Lyra Black Vol.2

CAPITULO 13

El detective Jefferson Gudson observaba su teléfono como si pudiera obligarlo a responder. Había llamado una y otra vez. Primero a William. Luego a Vanessa. Silencio absoluto.

—Esto no me gusta… —murmuró, pasando una mano por su rostro cansado.

Había aprendido a confiar en sus corazonadas, y aquella gritaba peligro. William Clark nunca desaparecía sin dejar rastro. Y Vanessa… ella siempre respondía. Gudson marcó una vez más. Nada. Solo el tono vacío devolviéndole la llamada.

Al otro lado del mundo, muy lejos de cualquier ayuda, Vanessa descendía por un ascensor oculto bajo toneladas de concreto y acero.

La base subterránea del Protocolo Alfa se extendía como un laberinto frío, iluminado por luces blancas que no conocían la sombra. El ascensor se detuvo con un sonido seco. Dos guardias la empujaron hacia adelante sin decir palabra.

Frente a ella se alzaba una estructura imposible: una celda de cristal blindado, grueso como una pared, rodeada de sensores, cámaras y paneles de control. No había barrotes. No había puertas visibles. Solo transparencia… y control absoluto.

—Aquí estarás segura —dijo una voz detrás del vidrio.

Vanessa fue introducida en el interior. El cristal se cerró en silencio, sellándola por completo. Desde afuera, cada uno de sus movimientos quedaba expuesto. Cada respiración, registrada.

—No saldrás de aquí —continuó la voz—. No mientras Bloodshoot siga siendo útil.

Vanessa apretó los puños. Su reflejo le devolvió una imagen de impotencia que se negó a aceptar.

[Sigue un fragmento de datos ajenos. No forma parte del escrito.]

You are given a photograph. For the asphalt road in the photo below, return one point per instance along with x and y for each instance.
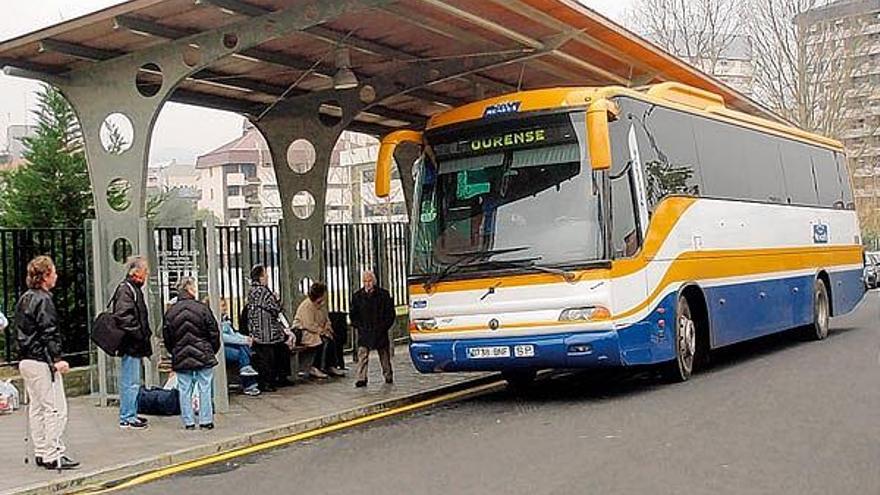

—No pueden retenerme así —dijo, con firmeza—. Esto es una locura.

Una pantalla se encendió frente a ella, mostrando gráficos, signos vitales… y la imagen de William con el collar de control mental.

—Lo hacemos por el bien del mundo —respondió la voz—. Y tú eres… una variable que debemos mantener bajo control.

La pantalla se apagó.

Vanessa quedó sola, rodeada de vidrio y silencio, vigilada las veinticuatro horas del día, consciente de una verdad aterradora: no solo estaba prisionera… era un ancla. Una forma de asegurarse de que Bloodshoot nunca recordara quién había sido.

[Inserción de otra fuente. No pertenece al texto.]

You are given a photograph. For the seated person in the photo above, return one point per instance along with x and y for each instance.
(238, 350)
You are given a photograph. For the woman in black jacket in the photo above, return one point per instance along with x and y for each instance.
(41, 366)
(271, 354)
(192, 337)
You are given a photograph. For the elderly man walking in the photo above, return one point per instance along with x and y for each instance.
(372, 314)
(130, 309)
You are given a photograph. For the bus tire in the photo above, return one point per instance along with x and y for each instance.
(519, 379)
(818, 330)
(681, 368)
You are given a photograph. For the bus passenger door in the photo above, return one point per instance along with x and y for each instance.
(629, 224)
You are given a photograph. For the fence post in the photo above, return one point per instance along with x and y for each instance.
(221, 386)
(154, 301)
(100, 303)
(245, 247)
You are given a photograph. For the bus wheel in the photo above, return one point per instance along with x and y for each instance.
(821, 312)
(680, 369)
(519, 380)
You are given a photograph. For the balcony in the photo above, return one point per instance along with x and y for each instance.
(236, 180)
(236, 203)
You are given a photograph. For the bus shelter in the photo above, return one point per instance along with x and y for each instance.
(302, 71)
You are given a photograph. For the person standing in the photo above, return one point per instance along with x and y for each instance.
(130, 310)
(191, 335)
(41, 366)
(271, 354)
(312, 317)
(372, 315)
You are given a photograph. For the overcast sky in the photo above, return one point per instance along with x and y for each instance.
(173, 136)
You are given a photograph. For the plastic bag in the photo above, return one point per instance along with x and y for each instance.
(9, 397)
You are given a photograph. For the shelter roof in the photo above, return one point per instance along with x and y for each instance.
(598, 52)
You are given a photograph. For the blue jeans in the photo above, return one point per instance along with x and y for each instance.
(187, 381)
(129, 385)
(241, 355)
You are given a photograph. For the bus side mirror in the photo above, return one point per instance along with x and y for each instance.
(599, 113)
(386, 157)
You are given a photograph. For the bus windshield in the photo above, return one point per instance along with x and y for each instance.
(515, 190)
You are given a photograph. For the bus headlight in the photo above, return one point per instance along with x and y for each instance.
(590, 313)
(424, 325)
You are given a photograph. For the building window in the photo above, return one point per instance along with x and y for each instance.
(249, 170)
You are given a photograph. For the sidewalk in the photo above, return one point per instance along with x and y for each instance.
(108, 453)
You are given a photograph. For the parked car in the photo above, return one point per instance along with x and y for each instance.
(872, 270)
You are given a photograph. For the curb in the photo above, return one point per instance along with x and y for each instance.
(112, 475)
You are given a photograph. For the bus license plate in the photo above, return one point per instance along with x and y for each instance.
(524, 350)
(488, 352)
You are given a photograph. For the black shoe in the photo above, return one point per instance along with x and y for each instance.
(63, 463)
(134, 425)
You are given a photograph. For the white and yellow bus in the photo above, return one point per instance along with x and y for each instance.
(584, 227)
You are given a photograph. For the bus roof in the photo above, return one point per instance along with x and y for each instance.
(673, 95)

Muy lejos de allí, Gudson dejó caer el teléfono sobre la mesa.
—William… ¿qué te hicieron? —susurró.

Sin saberlo aún, el detective estaba frente a una carrera contra el tiempo. Porque mientras él buscaba respuestas, el Protocolo Alfa ya había convertido al héroe más peligroso del mundo en su arma más perfecta… y había encerrado a la única persona capaz de traerlo de vuelta.